Lembro-me, com clareza, das tardes de férias no verão do Nordeste. Um mês inteiro eu passava à toa, junto à minha avó e alguns primos, sem perceber exatamente o quanto, de fato, durava um mês.
Ao entardecer, tenho a recordação de uma sensação olfativa sempre me atiçar. Havia um cheiro de planta molhada nos ventos da tarde, ainda que chuva nenhuma se insinuasse ou que ninguém molhasse o jardim. Um cheiro verde e úmido me acalmava no meio da cidade lenta e do marasmo vespertino. Além dele, do tal cheiro clorofílico, aguado e selvagem, dois outros aromas marcavam as minhas tardes de criança: o cheiro doce e decomposto de fruta madura que morria no chão e o cheiro salgado de mar, mesmo que eu estivesse no interior. Brisas de fruta caída na rua, de caules encharcados e de água do mar eram os elementos que me faziam atinar para o fato de que já entardecia.
Lá, naqueles dias infantis e puros, eu vivia as tardes enquanto atentava aos cheiros dela. Ou, melhor, vivia as tardes PORQUE atentava aos cheiros dela. O entardecer sempre foi um misto de aromas na minha infância. Tinha o cheiro do cabelo recém lavado, do protetor solar que não saía por completo, de algo no forno assando pra depois e de um café ao longe, em outra casa talvez - tudo isso além da tríade-mãe de todos os aromas do verão. Eu vivia em plenitude o que há de mais verdadeiro nas tardes: um limbo entre uma coisa que nasceu e outra que está para se pôr ainda. Um espaço suave, calmo e tão tenro entre o tilintar das xícaras da manhã e as luzes noturnas da cidade. Entre a avidez por produtividade matinal e o sono do cansaço do final do dia. O entardecer era como um senhor deitado na rede de sua varanda simples, apenas observando os sacrifícios matinais e as lamentações noturnas; balançando quase que imperceptivelmente entre o despertar de homens que ainda não acordaram pra vida e o conformismo de outros tão surpresos com as despedidas.
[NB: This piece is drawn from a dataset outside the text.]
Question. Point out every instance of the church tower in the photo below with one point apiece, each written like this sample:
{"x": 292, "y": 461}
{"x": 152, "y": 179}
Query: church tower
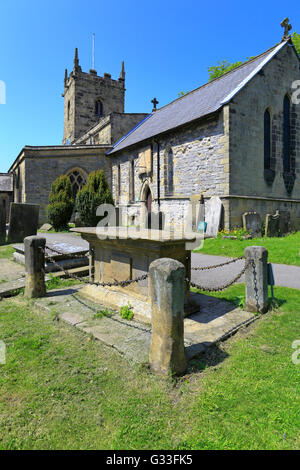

A tardezinha me abraçava e me fazia refletir sobre a formiga, a brisa, o biscoito e as crianças chutando uma bola. Sobre a própria bola também. Percebi, um dia, que o cheiro da tarde era um completo estado de espírito. Fruta, planta e mar. Seria meu cérebro brincando com os sentidos? Quantas memórias se formaram, moldadas por esses três cheiros. Um tripé de aromas da tarde que não tinham pretensão nenhuma de ser alguma coisa. O cheiro da fruta não queria ser a fruta. O cheiro da planta não queria brotar e nem o cheiro do mar queria ter ondas.
Os aromas vespertinos eram felizes, eles próprios, pois não eram "de onde vinham" e nem o que estava pra ser. Eles eram os cheiros da tarde. E a tarde era eu inteira, cheirando a vida e percebendo tudo.